The following optional parameters can be provided to the slim_learn program.

  • ifmt [default=csr]
    • Specifies the format of the input file. Available options are: csr - CSR format [default]. csrnv - CSR format without ratings. cluto - Format used by CLUTO. ijv - One (row#, col#, val) per line.
  • binarize [default=0]
    • Specifies that the ratings should be binarized.
  • l1r [default=1.0]
    • Specifies the L1 regularization parameter.
  • ipmdlfile [default=""]
    • Specifies the file used to initilize the model.
  • l2r [default=1.0]
    • Specifies the L2 regularization parameter.
  • nnbrs [default=0]
    • Selects fSLIM model and specifies the number of item nearest neighbors to be used. Specifying few neighbors will speed-up the model learning but it may lower the accuracy. The parameter simtype sets the measurement of similarity. This package supports three similarity measurements, Jaccard similarity ("jac"), Cosine similarity ("cos"), and inner product ("dotp"). The default value for simtype is "cos". A fSLIM model can be used in the same way with a SLIM model. Note that, a fSLIM model can only be trained using coordinate descent.
  • simtype [default=cos]
    • Specifies the similarity function for determining the neighbors. Available options are:
      • cos - cosine similarity [default].
      • jac - extended Jacquard similarit.
      • dotp - dot-product similarity.
  • algo [default=cd]
    • Specifies the optimization algorithms for learning the model. Available options are:
      • admm - ADMM.
      • cd - Coordinate Descent.
  • optTol [default=1e-7]
    • Specifies the threshold used during optimization for termination.
  • niters [default=10000]
    • Specifies the maximum number of allowed optimization iterations.
  • nthreads
    • Specifies the number of threads to be used for estimation. Default value is maximum number of threads available on the machine.
  • dbglvl
    • Specifies the debug level. The default value turns on info and timing.
  • help
    • Prints the parameter details.

Citing

If you use any part of this library in your research, please cite it using the following BibTex entry:

@online{slim,
  title = {{SLIM}: Sparse LInear Model library},
  author = {Ning, Xia and Nikolakopoulos, Athanasios N. and Shui, Zeren and Sharma, Mohit and Karypis, George},
  url = {https://github.com/KarypisLab/SLIM},
  publisher = {GitHub},
  journal = {GitHub Repository},
  year = {2019},
}

Credits & Contact Information

SLIM was written by George Karypis with contributions by Xia Ning, Athanasios N. Nikolakopoulos, Zeren Shui and Mohit Sharma.

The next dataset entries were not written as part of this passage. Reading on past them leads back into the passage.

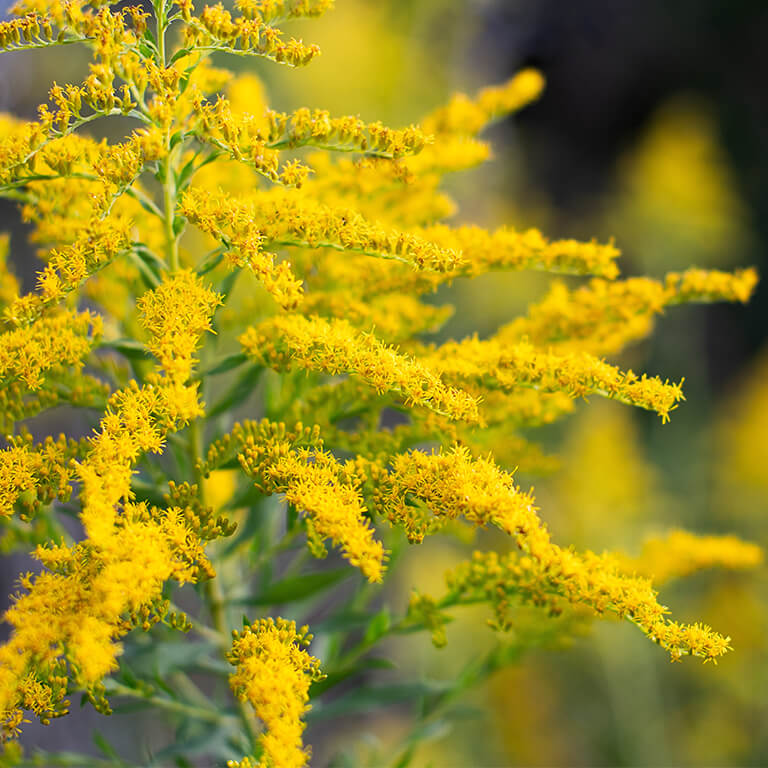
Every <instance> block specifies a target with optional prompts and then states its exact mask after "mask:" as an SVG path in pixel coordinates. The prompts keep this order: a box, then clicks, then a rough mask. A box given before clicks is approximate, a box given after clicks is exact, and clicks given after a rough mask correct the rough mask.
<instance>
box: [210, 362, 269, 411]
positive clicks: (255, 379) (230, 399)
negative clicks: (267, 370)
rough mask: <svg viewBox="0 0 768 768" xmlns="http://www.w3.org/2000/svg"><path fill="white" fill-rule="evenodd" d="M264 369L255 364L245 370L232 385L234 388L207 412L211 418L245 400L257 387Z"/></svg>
mask: <svg viewBox="0 0 768 768" xmlns="http://www.w3.org/2000/svg"><path fill="white" fill-rule="evenodd" d="M263 370H264V368H263V366H260V365H253V366H252V367H250V368H248V370H246V371H244V372H243V374H242V375H241V376H240V378H238V380H237V381H236V382H235V383H234V384H233V385H232V388H231V389H230V390H229V392H227V393H226V394H225V395H224V396H223V397H222V398H221V399H220V400H219V401H218V402H216V403H215V404H214V405H213V406H212V407H211V408H210V409H209V410H208V413H207V416H208V417H209V418H212V417H213V416H218V415H219V414H220V413H225V412H226V411H228V410H229V409H230V408H232V406H233V405H239V404H240V403H243V402H245V401H246V400H247V399H248V397H249V396H250V395H251V393H252V392H253V390H254V389H255V388H256V383H257V382H258V380H259V377H260V376H261V372H262V371H263Z"/></svg>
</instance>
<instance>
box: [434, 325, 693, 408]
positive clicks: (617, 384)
mask: <svg viewBox="0 0 768 768" xmlns="http://www.w3.org/2000/svg"><path fill="white" fill-rule="evenodd" d="M424 362H425V363H426V364H427V365H429V366H430V367H431V368H432V369H433V370H435V371H437V372H439V373H440V374H442V375H443V376H444V377H445V378H446V380H447V381H450V382H458V383H461V382H469V383H471V382H474V383H476V384H478V385H480V386H482V387H487V388H489V389H496V388H499V389H501V390H503V391H507V392H514V391H515V390H516V389H518V388H519V387H533V388H535V389H538V390H542V391H545V392H565V393H567V394H569V395H570V396H571V397H586V396H587V395H592V394H595V395H600V396H602V397H608V398H611V399H614V400H619V401H621V402H623V403H627V404H628V405H636V406H639V407H640V408H645V409H647V410H651V411H656V412H657V413H658V414H659V415H660V416H661V418H662V421H668V420H669V412H670V411H671V410H673V409H674V408H675V407H676V406H677V403H678V402H679V401H680V400H682V399H683V391H682V388H681V384H670V383H669V381H662V380H661V379H659V378H658V377H648V376H646V375H645V374H643V375H642V376H637V375H636V374H635V373H633V372H632V371H626V372H623V371H621V370H620V369H619V368H617V367H616V366H613V365H609V364H608V363H606V362H605V361H603V360H600V359H599V358H596V357H594V356H592V355H589V354H587V353H584V352H581V353H579V352H572V353H565V354H557V353H555V352H543V351H541V350H539V349H536V347H534V346H533V345H532V344H530V343H528V342H525V341H522V342H519V343H517V344H514V345H512V346H507V345H506V344H504V343H503V341H500V340H499V339H496V338H492V339H489V340H487V341H479V340H478V339H469V340H466V341H462V342H448V343H446V344H444V345H442V346H441V347H439V348H438V349H437V350H435V351H433V352H432V353H431V354H429V356H427V357H426V358H425V359H424Z"/></svg>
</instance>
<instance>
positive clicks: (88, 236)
mask: <svg viewBox="0 0 768 768" xmlns="http://www.w3.org/2000/svg"><path fill="white" fill-rule="evenodd" d="M128 244H129V223H128V222H127V221H124V220H122V219H120V218H117V217H116V218H110V219H101V218H99V217H97V218H96V219H94V220H93V221H92V222H91V225H90V226H87V227H86V228H85V232H82V233H81V234H80V236H79V237H78V238H77V240H76V241H75V242H74V243H72V245H70V246H67V247H66V248H63V249H61V250H59V249H55V250H53V251H52V252H51V254H50V256H49V260H48V264H47V265H46V267H45V268H44V269H43V270H42V271H41V272H39V273H38V291H37V293H29V294H25V295H24V296H19V297H18V298H17V299H16V300H15V301H14V302H13V303H12V304H11V305H10V306H9V307H7V308H6V310H5V316H6V318H7V319H8V320H10V321H11V322H14V323H29V322H31V321H33V320H34V319H35V318H36V317H37V316H38V315H39V314H40V313H41V312H43V311H44V310H45V308H46V307H48V306H50V305H52V304H56V303H57V302H58V301H60V300H61V299H62V298H63V297H64V296H65V295H66V294H68V293H71V292H72V291H74V290H77V288H79V287H80V285H81V284H82V283H83V282H84V281H85V280H87V279H88V277H90V276H91V275H92V274H93V273H95V272H97V271H98V270H99V269H102V268H103V267H105V266H106V265H107V264H109V263H110V262H111V261H112V260H113V259H115V258H117V256H119V255H120V254H122V253H123V252H124V251H125V250H126V249H127V248H128Z"/></svg>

If you encounter any problems or have any suggestions, please contact George Karypis at karypis@cs.umn.edu.

Copyright & License Notice

Copyright 2019, Regents of the University of Minnesota

Licensed under the Apache License, Version 2.0 (the "License"); you may not use this file except in compliance with the License. You may obtain a copy of the License at

http://www.apache.org/licenses/LICENSE-2.0

Unless required by applicable law or agreed to in writing, software distributed under the License is distributed on an "AS IS" BASIS, WITHOUT WARRANTIES OR CONDITIONS OF ANY KIND, either express or implied. See the License for the specific language governing permissions and limitations under the License.